Product Mapping by RegExp

Product Mapping by RegExp (Regular Expression) enables you to create rules that match commonly used formats found within product names, typically unique to a particular manufacturer / brand that cover a range of products within the same category - for example televisions.

Whilst different merchants might use quite different product names overall, the model number within is normally consistent, and it it this consistency that Product Mapping by Regular Expression uses to map those products together.

Example

LG Televisions have model numbers in a standard format, e.g: "49UB850V" - 2 digits, followed by one of "LB", "UB", "EA" etc, followed by a string of letters and digits up to the next word boundary. The following are two merchant's own names for the same product:

49UB850V 49" 3D LED TV Smart TV Ultra HD
LG 49UB850V 49 Inch 4K Ultra HD 3D LED TV

The following regular expression:

/\b(\d+(LB|UB|EA)\w+)\b/U

...will match each of these alternatives (and many more besides), and part of the functionality of regular expression parsers, such as PHP's built-in regular expression parser as used by Price Tapestry return the matched expression along with any bracketed sub-expressions. The matched expression(s) can then be combined with any other text to create the required common product name, in this case:

LG 49UB850V

Anatomy of a Regular Expression

Regular Expressions support modifiers that enable you to control the behaviour of the parser. In order for the parser to separate the modifiers from the experssion, a delimiter character must be used. It can actually be any character you like, but it has become standard practice to use forward slash - "/" as the delimiter. The delimiter must appear before and after the expression, followed by any modifiers required:

/expression/modifiers

A commonly used modifier is "i", which makes the expression case insensitive:

/expression/i

Several characters have special meanings within the expression, but at the most basic level a string of alphanumeric characters will simply match that string - for example:

/Foo/i

...would match "Foo", "FOO" or "foo".

Escape sequences (characers preceeded by "\") enable matching certain conditions, of most relevance to Product Mapping by RegExp being the word-boundary match - "\b", so whilst the above example would match "BarFooBar", the following expression:

/\bFoo\b/i

..would only match "Foo" as a word on its own. The word-boundary escape sequence considers both white space, and the beginning or end of a string.

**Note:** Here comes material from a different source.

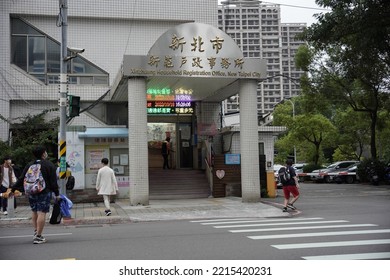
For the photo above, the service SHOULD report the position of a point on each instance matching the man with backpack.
(7, 178)
(289, 180)
(165, 149)
(39, 182)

Also useful for matching manufacturer product numbers is "\d", which matches any digit, and is equivalent to to the bracketed sub-expression (0-9) which uses the range operator "-" to specify a character range.

The pipe character may be used within a bracketed sub-expression to match a range of values - for example:

/(Foo|Bar)/i

...would match "Foo" or "Bar" (and case insensitive by way of the "i" modifier).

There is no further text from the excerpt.